Dublin, 15 May 2019: Visa’s Irish Consumer Spending Index, produced by IHS Markit, which
measures expenditure across all payment types (cash, cheques and electronic payments), pointed to a second successive increase in spending during April. Expenditure was up +1.2% year-on-year, following a +2.7% increase in March. Although in positive territory for the second month running, the CSI pointed to a relatively modest pace of growth compared with the series history.
Face-to-Face expenditure growth was recorded for a second consecutive month in April (+1.6% year-on-year). eCommerce spending continued to rise, and at a faster pace than was seen on the high street.
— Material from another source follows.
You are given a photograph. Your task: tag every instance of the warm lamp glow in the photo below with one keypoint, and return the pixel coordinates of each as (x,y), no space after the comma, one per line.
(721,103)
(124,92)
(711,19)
That said, at +2.2%, the rate of expansion was the slowest since January 2018.
The timing of the Easter holidays compared to last year have impacted on sector performance in recent months, as the data are not adjusted for seasonal factors. The sharpest increase was again in Household Goods, where expenditure was up +8.5% year-on-year.
Other sectors that performed well in April were Food & Beverages (+5.7%), which posted a rise for the first time in three months. This was helped in part by the good weather and the lack of a Good Friday alcohol ban for the second year in a row.
Increases in expenditure were also recorded in Hotels, Restaurants & Bars (+5.5%), Transport & Communication (+0.8%) and Health & Education (+0.2%.) On the other hand, falling spending was seen in Clothing & Footwear (-4.7%), Recreation & Culture (-0.4%) and Miscellaneous Goods & Services (-3.6%.)
Philip Konopik, Ireland Country Manager, Visa said:
“There was some seasonal cheer in April thanks to spells of good weather and Easter, which benefited a number of categories such as Household Goods and Food & Beverages. The overall level of growth, however, was modest and certain categories such as Clothing & Footwear remain challenged. There is little to suggest that the sluggish start to the year, which only saw a +0.8% year-on-year rise in consumer spending in the first quarter, is over and the current level of expansion is looking to be the weakest since we started the Index in late 2014.”
Andrew Harker, Associate Director at IHS Markit said:
“April saw Irish consumers back up a welcome return to growth in spending in March with a further modest increase. Growth was evenly spread between the high street and online sales. That said, the overall pace of expansion shows little sign of gaining momentum amid a lack of consumer confidence which is currently running at its lowest in around four-and-a-half years. Should this continue, the chances of a return to the rates of growth seen in recent years appear slim.”